石の2 「ノルウェーの森」

ウッド1 「ノルウェーの森」というと、最近では村上春樹の小説の方が有名らしいが、
元々は、ザ・ビートルズが1965年に発表したアルバム「ラバー・ソウル」に
収録されているジョン・レノンの名曲である。ジョージ・ハリソンが、インド楽器
のシタールで伴奏したりして、幻想的な雰囲気を生んでいた。
原題は「Norwegian Wood」であり、それを日本語訳で「ノルウェーの森」とした。
ところが、これがとんでもない誤訳だったことを、当時ビートルズを日本に招聘
したプロデューサーだった人物(バイオリニストの高嶋ちさ子の父)も認めて
いる。
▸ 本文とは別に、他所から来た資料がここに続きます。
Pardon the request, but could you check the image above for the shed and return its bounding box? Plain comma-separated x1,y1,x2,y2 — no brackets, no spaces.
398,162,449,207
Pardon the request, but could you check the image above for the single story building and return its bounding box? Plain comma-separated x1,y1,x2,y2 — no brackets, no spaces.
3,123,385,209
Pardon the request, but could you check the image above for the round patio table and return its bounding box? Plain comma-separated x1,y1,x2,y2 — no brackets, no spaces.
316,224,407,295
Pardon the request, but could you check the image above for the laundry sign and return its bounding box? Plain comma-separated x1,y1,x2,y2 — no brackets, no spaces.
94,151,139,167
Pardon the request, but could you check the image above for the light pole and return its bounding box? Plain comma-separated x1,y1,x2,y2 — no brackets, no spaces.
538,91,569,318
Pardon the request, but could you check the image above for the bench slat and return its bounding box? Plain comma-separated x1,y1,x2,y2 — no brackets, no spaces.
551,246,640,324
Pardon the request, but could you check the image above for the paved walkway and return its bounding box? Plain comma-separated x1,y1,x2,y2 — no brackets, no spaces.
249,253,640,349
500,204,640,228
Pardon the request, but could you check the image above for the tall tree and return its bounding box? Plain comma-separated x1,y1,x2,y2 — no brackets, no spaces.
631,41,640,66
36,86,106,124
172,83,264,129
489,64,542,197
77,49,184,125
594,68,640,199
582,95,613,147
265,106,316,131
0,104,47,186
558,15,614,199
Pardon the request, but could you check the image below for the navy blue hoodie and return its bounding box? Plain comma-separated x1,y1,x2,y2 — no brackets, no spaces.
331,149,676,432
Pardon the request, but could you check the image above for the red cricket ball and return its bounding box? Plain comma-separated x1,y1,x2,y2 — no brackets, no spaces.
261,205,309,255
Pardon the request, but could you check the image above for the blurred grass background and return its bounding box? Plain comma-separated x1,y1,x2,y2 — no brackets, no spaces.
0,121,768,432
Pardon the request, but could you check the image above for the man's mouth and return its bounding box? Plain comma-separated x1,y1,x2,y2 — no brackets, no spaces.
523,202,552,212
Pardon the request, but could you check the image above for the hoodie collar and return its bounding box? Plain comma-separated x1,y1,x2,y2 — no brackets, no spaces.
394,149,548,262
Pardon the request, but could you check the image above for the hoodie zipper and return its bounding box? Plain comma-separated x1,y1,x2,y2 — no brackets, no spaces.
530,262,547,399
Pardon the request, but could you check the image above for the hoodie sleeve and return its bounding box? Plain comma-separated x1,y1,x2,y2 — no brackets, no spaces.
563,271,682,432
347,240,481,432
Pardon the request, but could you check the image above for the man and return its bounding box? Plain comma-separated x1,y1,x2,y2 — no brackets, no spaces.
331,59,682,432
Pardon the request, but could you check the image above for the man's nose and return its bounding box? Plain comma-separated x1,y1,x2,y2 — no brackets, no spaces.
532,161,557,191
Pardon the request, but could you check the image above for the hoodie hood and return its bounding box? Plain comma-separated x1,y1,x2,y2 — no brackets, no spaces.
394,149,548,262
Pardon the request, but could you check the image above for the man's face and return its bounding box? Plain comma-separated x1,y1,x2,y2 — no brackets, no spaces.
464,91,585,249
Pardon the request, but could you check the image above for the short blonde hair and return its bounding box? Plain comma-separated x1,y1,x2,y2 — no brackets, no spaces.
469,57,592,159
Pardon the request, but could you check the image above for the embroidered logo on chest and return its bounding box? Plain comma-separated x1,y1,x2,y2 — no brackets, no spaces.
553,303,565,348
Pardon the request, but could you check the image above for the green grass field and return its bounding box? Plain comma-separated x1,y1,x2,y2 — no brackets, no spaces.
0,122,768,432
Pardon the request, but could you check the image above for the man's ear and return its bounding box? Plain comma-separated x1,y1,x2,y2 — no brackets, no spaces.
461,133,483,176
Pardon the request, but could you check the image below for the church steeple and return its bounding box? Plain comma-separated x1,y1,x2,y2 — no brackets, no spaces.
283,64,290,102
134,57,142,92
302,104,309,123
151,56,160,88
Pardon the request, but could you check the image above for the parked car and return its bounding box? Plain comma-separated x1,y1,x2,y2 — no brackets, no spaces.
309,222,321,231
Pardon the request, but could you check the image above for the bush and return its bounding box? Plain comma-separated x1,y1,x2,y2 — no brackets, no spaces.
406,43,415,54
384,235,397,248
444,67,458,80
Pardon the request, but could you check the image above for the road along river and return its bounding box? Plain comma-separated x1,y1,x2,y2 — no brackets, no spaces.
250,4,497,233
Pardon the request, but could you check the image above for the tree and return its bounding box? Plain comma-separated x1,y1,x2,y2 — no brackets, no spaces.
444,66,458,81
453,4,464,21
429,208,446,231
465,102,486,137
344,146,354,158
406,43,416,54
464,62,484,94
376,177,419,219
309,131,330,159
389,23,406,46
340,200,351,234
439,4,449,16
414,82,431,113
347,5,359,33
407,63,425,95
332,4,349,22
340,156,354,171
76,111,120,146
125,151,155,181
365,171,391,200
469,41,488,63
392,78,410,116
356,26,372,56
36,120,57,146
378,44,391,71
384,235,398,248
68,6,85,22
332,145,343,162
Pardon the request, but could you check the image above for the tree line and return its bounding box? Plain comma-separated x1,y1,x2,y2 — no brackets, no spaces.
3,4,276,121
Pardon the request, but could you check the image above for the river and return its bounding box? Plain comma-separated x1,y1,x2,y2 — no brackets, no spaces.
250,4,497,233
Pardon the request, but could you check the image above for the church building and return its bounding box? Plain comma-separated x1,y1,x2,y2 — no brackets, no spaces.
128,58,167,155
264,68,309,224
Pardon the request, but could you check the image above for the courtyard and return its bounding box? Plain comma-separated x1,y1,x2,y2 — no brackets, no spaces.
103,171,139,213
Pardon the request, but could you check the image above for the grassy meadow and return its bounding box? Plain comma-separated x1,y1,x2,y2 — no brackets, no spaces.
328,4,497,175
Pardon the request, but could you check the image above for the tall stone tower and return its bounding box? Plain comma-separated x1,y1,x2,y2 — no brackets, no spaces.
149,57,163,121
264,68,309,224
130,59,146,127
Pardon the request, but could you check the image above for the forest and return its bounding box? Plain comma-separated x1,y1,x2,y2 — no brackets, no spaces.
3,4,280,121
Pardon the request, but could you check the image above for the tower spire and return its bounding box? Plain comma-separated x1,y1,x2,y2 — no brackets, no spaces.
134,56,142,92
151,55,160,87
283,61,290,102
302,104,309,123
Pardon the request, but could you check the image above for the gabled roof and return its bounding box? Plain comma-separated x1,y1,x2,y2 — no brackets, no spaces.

実はそれをちゃんと直訳すると、なんと「ノルウェーの家具」なのである。
正確に言うと、ノルウェー産の松材で作った家具であり、原料が安いので、
値段も安い家具の代名詞だった。

ではこの曲の詞を翻訳してみると、こういう風になる。
知り合った女性に「私の部屋に泊まっていってもいいわよ」と誘われた
若い主人公のぼくが、彼女の部屋に入ると、ノルウェー産の家具がある。
しかし、椅子はない。(つまり、彼女は所得の低い層である)ぼくらは、
敷物の上で午前2時までワインを飲んで語り合い、ぼくはその先の事を
期待していたが、彼女は「明日は仕事が早いから」と、曖昧に笑った。
若くて気の弱かったぼくは、ひどく落ち込んで風呂場に行って、一人で
寝た。翌朝起きたら、もう彼女はいなかった。だから、ぼくは家具に火を
つけた。ノルウェー産の家具だったよ…。(妄想)
つまり若いぼくが、大人ぶって背伸びをした言葉遊びばかりをし、大人
の女性に見透かされて、フラれたというだけの青春の回想だったのだ。

村上春樹がこの小説を書いた頃、誤訳だということを知っていたかどうか
は知らないが、このタイトルにしたのは、この小説の中で登場人物の
ウッド 誰かがビートルズのこの曲を好きで聞くという情景描写を書いたことが
あり、最後にタイトルをどうしようと思い悩んでいた時に、思い付きで、
このタイトルにしてしまったらしい。タイトルと内容に連携はないらしい。

どうも、ビートルズの曲のタイトルというのは、多くの人のインスピレー
ションを刺激するらしくて、他にも日本映画では「ヘルタースケルター」
とか「ゴールデンスランバー」など、映画の題名に意味もなく、そのまま
借用している場合がある。また、原宿の有名なバー「ペニーレイン」と
いうのがあり、音楽家の溜まり場で、これもビートルズのヒット曲から
頂戴したものだったが、吉田拓郎は「ペニーレインでバーボンを」という
曲まで作っている。要するにビートルズの曲のタイトルは、それだけで
ぼくの世代の人間にとっては、カッコいいのである。

最後に、村上春樹の小説のことだが、ぼくは彼のデビュー作である
「風の歌を聴け」の文庫本を読んだのは、社会人になってからであるが、
まあなんてキザな文章だろうと呆れてしまった。それ以来、読む興味は
湧かない。しかし、若者には受けるのだろう。揺れる感性というか…。
ぼくが青春時代に、サリンジャーを好きだったように。